The prepared glibenclamide microspheres by solvent evaporation technique were discrete, spherical and free flowing having good drug entrapment. The results of micromeritic properties of microspheres and percentage drug entrapment (Entrapment efficiency) of various batches of microsphere are summarized in Table 2. The results indicated that all the prepared microspheres possess good flow property with particle size ranging from 111.13 μm to 140.12 μm. The batch EC5 showed highest drug entrapment of about 82.33%.
The in vitro release data indicated that batch no. EC5 shows satisfactory sustained release through microspheres for 24 hrs and hence was considered as optimized batch. The in-vitro drug release data of optimized batch is represented in Table 3.
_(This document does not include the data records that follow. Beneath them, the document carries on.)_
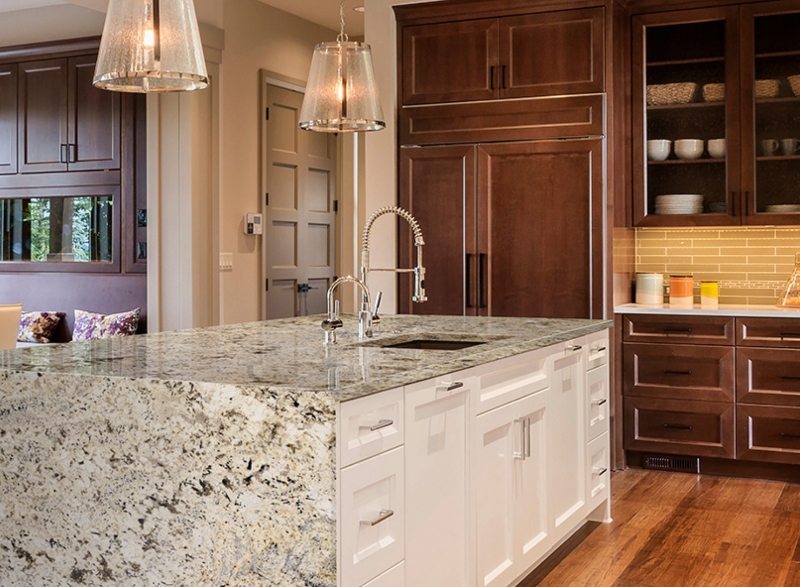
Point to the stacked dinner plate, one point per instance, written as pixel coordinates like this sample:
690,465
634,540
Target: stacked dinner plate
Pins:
679,204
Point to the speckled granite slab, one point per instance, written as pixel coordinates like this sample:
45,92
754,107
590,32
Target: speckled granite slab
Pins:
203,457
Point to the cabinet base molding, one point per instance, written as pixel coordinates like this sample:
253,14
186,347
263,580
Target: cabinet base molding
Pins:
724,467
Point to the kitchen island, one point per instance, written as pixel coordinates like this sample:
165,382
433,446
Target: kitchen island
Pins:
205,456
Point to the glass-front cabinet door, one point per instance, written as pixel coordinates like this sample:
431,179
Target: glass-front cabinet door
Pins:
770,34
686,131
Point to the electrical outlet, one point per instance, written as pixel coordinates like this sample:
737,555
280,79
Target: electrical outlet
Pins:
226,261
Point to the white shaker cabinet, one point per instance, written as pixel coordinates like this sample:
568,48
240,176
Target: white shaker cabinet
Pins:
437,475
510,488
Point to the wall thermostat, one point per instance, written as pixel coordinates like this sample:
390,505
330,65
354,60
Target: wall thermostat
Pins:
253,224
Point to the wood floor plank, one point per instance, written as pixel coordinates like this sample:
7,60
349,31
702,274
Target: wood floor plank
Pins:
675,529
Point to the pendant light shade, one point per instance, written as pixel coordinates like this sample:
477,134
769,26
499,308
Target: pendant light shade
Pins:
150,46
341,95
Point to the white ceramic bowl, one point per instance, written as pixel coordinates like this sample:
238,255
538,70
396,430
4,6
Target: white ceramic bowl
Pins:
689,148
658,150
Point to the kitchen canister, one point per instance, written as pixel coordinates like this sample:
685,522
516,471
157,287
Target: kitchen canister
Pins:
681,290
709,294
649,288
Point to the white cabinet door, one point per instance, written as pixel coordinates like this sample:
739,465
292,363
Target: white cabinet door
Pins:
436,473
510,488
568,437
371,525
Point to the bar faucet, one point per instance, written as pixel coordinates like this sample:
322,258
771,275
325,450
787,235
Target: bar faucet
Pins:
366,317
418,271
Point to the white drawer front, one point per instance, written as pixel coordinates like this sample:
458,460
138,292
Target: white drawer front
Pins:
598,392
598,471
370,425
394,577
371,525
597,344
510,379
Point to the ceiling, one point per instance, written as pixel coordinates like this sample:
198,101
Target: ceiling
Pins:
322,12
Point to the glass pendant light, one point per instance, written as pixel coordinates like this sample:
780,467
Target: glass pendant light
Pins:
150,46
341,95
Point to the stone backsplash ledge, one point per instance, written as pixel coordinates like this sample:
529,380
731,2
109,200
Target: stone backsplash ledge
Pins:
751,264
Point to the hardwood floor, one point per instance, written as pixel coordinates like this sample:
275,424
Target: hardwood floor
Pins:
676,529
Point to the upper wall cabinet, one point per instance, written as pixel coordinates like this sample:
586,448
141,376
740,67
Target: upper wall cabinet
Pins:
542,54
716,129
8,119
65,124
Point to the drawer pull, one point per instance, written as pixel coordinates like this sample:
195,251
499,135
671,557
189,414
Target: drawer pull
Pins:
677,426
378,426
382,517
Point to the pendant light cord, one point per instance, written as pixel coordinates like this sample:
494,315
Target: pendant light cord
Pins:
342,38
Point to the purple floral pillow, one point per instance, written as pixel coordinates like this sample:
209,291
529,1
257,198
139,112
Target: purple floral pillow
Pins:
91,326
38,326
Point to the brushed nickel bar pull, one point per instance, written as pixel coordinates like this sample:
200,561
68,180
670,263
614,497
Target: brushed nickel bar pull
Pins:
378,426
382,517
677,427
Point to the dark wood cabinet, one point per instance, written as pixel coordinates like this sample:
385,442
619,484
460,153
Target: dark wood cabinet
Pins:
497,216
8,119
65,124
728,80
491,58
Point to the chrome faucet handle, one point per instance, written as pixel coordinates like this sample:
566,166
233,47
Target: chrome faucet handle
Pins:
375,318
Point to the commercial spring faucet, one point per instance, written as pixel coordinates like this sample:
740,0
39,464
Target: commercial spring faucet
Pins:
418,271
366,317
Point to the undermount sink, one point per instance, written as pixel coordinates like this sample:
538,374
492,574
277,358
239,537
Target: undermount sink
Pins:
434,345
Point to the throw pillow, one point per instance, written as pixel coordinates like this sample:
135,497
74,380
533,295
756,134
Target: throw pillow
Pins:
92,326
38,326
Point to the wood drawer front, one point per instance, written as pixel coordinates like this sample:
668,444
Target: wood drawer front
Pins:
770,434
508,120
678,371
769,332
678,329
369,425
679,427
768,376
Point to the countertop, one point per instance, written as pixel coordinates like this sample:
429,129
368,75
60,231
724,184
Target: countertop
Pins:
203,457
289,354
723,310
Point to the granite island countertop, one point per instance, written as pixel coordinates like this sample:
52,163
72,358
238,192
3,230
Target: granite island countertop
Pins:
203,457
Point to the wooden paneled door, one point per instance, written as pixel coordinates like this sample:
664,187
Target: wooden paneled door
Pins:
540,233
42,115
8,118
437,185
94,120
299,224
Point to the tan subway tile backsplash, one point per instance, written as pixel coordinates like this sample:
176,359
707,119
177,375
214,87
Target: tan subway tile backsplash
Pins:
751,264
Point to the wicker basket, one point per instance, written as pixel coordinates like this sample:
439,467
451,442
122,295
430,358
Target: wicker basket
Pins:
714,92
767,88
794,81
678,93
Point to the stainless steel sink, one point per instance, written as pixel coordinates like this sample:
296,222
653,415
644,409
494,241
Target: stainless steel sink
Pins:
433,345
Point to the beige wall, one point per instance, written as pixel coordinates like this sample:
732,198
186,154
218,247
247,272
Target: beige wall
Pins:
751,264
257,37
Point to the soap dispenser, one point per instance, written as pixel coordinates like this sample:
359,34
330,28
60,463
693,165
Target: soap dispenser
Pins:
790,295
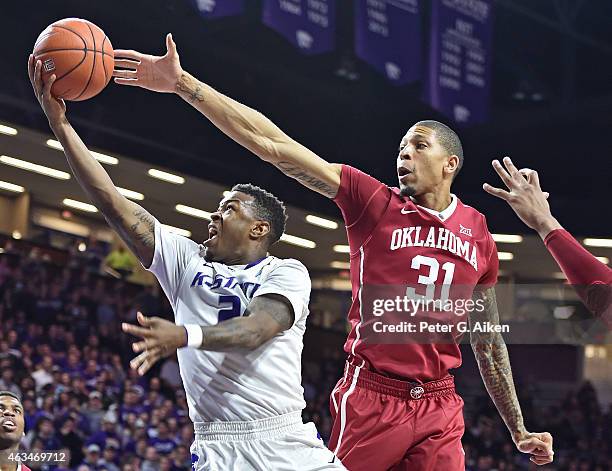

The in vivo floating behavior of ethyl cellulose microspheres loaded with barium sulphate was investigated by radiographic images (X-ray photographs) of rabbit’s stomach at specific periods. The amount of X-ray opaque material in these hollow was sufficient to ensure visibility by X-ray but at same time the amount of barium sulphate (15 mg) was low enough to enable the hollow microspheres to float. The hollow microspheres did not adhere to the gastric mucous and floating on the gastric fluid for more the 12 h. This was evident by the X-ray photographs taken at 12 h & 24 h (Figure 3) [8,9].
The in-vivo study carried out in rabbits confirmed that the microspheres remained in the floating state till 24 hours.
In order to assess the kinetic release of the formulation, it was subjected to various kinetic release models as summarized in Table 4.
It could be seen that the formulation followed Korsmeyer-Peppas model with highest regression coefficient value of 0.991.
Korsmeyer and Peppas (1983) equation i.e Qt / Q = KKt n, where Qt / Q is the fraction released by the drug at time t, KK is a constant incorporating structural and geometric characteristic and n is the release exponent characteristic for the drug transport mechanism. Table 5 summarizes the release exponent ‘n’ value for different release kinetics reported in literature [10].
The value of n as estimated by linear regression of log Qt / Q vis log t of formulation EC5 was 0.964 indicated that drug release from microspheres followed Anomalous (non-fickian) Diffusion.
The SEM photomicrographs of optimized batch no. EC5 depicted in Figure 4. Photomicrographs show that the microspheres are white, spherical with smooth surface.
Based on the results obtained for in-vitro drug release, it was concluded that microspheres formulated with glibenclamide to ethyl cellulose ratio 1:2 and keeping as stirring speed 800 RPM shows satisfactory drug release up to 24 hrs. These microspheres were also evaluated for in-vivo floating ability in the upper part of the GIT (gastric fluid), so that it would be retained in the upper part of GIT and subsequently sustain the release of drug for a period of as long as 24 h. The in-vivo floating ability of microspheres was captured at different time intervals with the help of X-Ray machine and it was concluded that the microspheres withstood the motility of the stomach and were successfully retained in the GIT. Microspheres of glibenclamide were prepared successfully and could help to manage better the complications involved in Type II diabetes.
Authors are very much thankful to Dr. P.S. Gide, Principal of Hyderabad Sindh National Collegiate Boards (HSNCB’s) Dr. L. H. Hiranandani College of Pharmacy, Ulhasnagar for his continuous support, guidance and encouragement.